The parathyroid glands are four glands in the neck that control calcium in the body. They secrete a hormone when there is low blood calcium or normal blood calcium but not enough of it.
If this happens, you will need parathyroid surgery to remove these glands, which can be safely done under general anesthesia in most cases with a simple procedure.
In most people with hyperparathyroidism, the parathyroid glands will be found and removed through surgery. If you consider whether to have the surgery, here are some things you need to understand about these organs.
What are Parathyroid Glands?
According to reports, in about 8 out of 10 people with primary hyperparathyroidism, a benign or noncancerous tumor called an adenoma has formed in one of the parathyroid glands.
The parathyroid glands are four tiny organs in the neck that produce a hormone (called PTH) that helps regulate calcium in the body. They control how much calcium is present in our blood, and if levels get too low or too high, they will secrete this hormone to help bring it back down or up, respectively.
Although your parathyroid glands are relatively close to your thyroid gland, it is essential to remember that they are not the same.
The parathyroid glands control blood calcium levels, and the thyroid gland controls metabolism, which is how your body uses energy.
The four parathyroid glands usually measure about one centimeter across and weigh less than an ounce each. They are simply four reddish-brown lumps in the neck that cannot be seen outside.
What Happens in a Parathyroid Surgery?
It is a surgical procedure that takes about an hour and follows the same basic procedures as any other parathyroid surgery. The glands themselves are removed through a short incision in the neck, and the small vessels leading to them are cauterized, which stops them from bleeding excessively.
It is simple enough to be done under general anesthesia (you go to sleep), and little or no recovery time is needed.

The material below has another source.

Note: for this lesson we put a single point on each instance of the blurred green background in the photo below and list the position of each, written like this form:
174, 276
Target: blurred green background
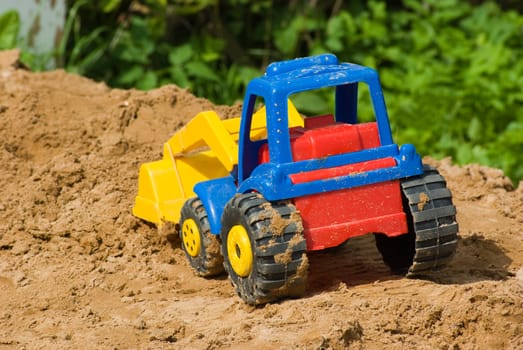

Typically, the patient will go home the same day as the surgery but should be back in the office to see their surgeon within a few days for a check-up.
Why Do You Need Parathyroid Surgery?
The most common cause of hyperparathyroidism (over-functioning parathyroid glands) is the result of a small benign tumor that forms on one or more of these glands.
The tumors can be seen as tiny brown spots, called “speckles,” on the gland’s surface and look like little dark freckles.
These tumors almost always require immediate surgery to remove them and stop them from producing this hormone that damages the body’s bones, kidneys, and blood vessels. Indeed, if left undetected, they can lead to death.
When Should You Opt for Surgery?
Here are some extreme cases which warrant immediate parathyroid surgery:
High Blood Pressure
Parathyroid surgery is warranted if you have severe and uncontrolled high blood pressure (hypertension). This condition, called “primary hyperparathyroidism,” is associated with a very high risk of death from cardiovascular disease.
If your calcium is super-high or low enough to cause cramps, thirst, nausea, vomiting, constipation, or kidney stones – then it is time for surgery.
If your calcium level is above the normal range and you have been treated with a medication called “thiazide” to try to reduce this level, but continue to form kidney stones regularly, then surgery may be needed.
If you are treated with a medication called “thiazide,” you will require surgery, even if your calcium is normal.
If your kidney function gets worse over time due to high calcium levels in the blood and it begins to cause heart problems or muscle weakness, then surgery may be needed.
If you are constantly tired, even after getting a good night’s sleep, and all other possible causes for this fatigue have been ruled out (such as anemia or thyroid disease), then you may need surgery.
If the bones in your body (especially your back) begin to break down and cause pain and weakness in your legs or arms, then parathyroid surgery may be needed.
If your blood hemoglobin (the molecule that carries oxygen in your blood) is below the normal range, and you are not taking medication for this condition, a surgery may be necessary to stop calcium from getting too high.
High Calcium Level at Birth
Babies born with a very high calcium level (called hypercalcemia of prematurity) are at risk of becoming mentally retarded. Surgery is always needed to help this condition be detected in the first weeks of life.
Surgery should also be considered if you are not taking in enough calcium, vitamin D, or magnesium. Your body cannot use what it gets from your food and supplements since parathyroid glands over-function.